Whenever you hear the term AI, you must think about the data behind it.
In this post, I am sharing a collection of open source data sets available, to actually train the Machine Learning model to perform various actions.
A data set is a collection of data. In ML projects, we need a training data set.
1. Xray-Images
- https://ceb.nlm.nih.gov/repositories/tuberculosis-chest-x-ray-image-data-sets/
- https://www.kaggle.com/nih-chest-xrays
- http://academictorrents.com/details/557481faacd824c83fbf57dcf7b6da9383b3235a
- https://nihcc.app.box.com/v/ChestXray-NIHCC
2. US Government
- Data.gov
- NOAA – ncfc.noaa.gov/cdo-web (motions, inflation, environmental data)
- US Census Data – census.gov/data.html (demographics)
- Bls.gov/data – (employment/un-employment, product categories)
3. UK Government
- UK Dataservice – www.ukdataservice.ac.uk (census data)
- WorldBank – datacatalog.worldbank.org (census, demographics, geographic, health, income, GDP)

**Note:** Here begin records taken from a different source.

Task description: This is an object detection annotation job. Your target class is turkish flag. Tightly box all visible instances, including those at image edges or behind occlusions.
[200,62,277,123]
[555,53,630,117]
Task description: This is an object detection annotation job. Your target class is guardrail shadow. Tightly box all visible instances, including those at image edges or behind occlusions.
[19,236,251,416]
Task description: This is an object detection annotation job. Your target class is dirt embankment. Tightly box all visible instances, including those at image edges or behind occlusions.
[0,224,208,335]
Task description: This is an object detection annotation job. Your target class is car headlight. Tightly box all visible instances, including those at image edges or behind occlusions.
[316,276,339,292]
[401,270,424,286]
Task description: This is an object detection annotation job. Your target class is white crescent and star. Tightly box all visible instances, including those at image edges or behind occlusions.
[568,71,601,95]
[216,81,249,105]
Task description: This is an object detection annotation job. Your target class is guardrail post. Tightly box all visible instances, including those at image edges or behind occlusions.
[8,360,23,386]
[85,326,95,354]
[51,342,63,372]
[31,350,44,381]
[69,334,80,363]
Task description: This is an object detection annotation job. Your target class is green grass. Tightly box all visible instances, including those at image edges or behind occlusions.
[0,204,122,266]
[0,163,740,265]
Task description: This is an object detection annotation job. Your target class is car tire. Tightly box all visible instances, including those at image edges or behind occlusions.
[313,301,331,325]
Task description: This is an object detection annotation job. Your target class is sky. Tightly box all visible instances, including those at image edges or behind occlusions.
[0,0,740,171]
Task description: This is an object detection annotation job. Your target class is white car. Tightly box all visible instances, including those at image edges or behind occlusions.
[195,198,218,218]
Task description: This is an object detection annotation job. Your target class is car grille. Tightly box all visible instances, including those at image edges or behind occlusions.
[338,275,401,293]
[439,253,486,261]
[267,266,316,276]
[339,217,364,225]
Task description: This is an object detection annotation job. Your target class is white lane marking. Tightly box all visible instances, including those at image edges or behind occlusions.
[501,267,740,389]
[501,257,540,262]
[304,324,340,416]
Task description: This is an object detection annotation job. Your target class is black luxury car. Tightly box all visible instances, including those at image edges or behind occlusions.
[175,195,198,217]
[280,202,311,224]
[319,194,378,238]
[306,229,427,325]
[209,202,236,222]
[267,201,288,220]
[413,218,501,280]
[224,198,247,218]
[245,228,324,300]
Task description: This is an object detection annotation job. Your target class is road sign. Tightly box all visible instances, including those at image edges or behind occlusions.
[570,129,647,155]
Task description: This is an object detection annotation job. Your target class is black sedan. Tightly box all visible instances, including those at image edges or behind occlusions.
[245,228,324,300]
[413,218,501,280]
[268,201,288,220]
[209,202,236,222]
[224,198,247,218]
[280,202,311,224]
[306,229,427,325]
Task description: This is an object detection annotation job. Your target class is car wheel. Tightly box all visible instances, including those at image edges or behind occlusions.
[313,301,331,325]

- IMF imf.org/en/Data (economic, currency, finance, commodities)
- OpenData.go.ke
- Data.world
Find your Fun Application ideas using these dataset:
- Kaggle.com/datasets (variety)
- snap.stanford.edu/data/web-Amazon.html (35 Million product reviews)
- Group lens.org/datasets/movielens (20M MOVIE ratings)
Yelp.com/dataset - IMDB – ai.stanford.edu/~amaas/data/sentiment/ (25M Movie ratings)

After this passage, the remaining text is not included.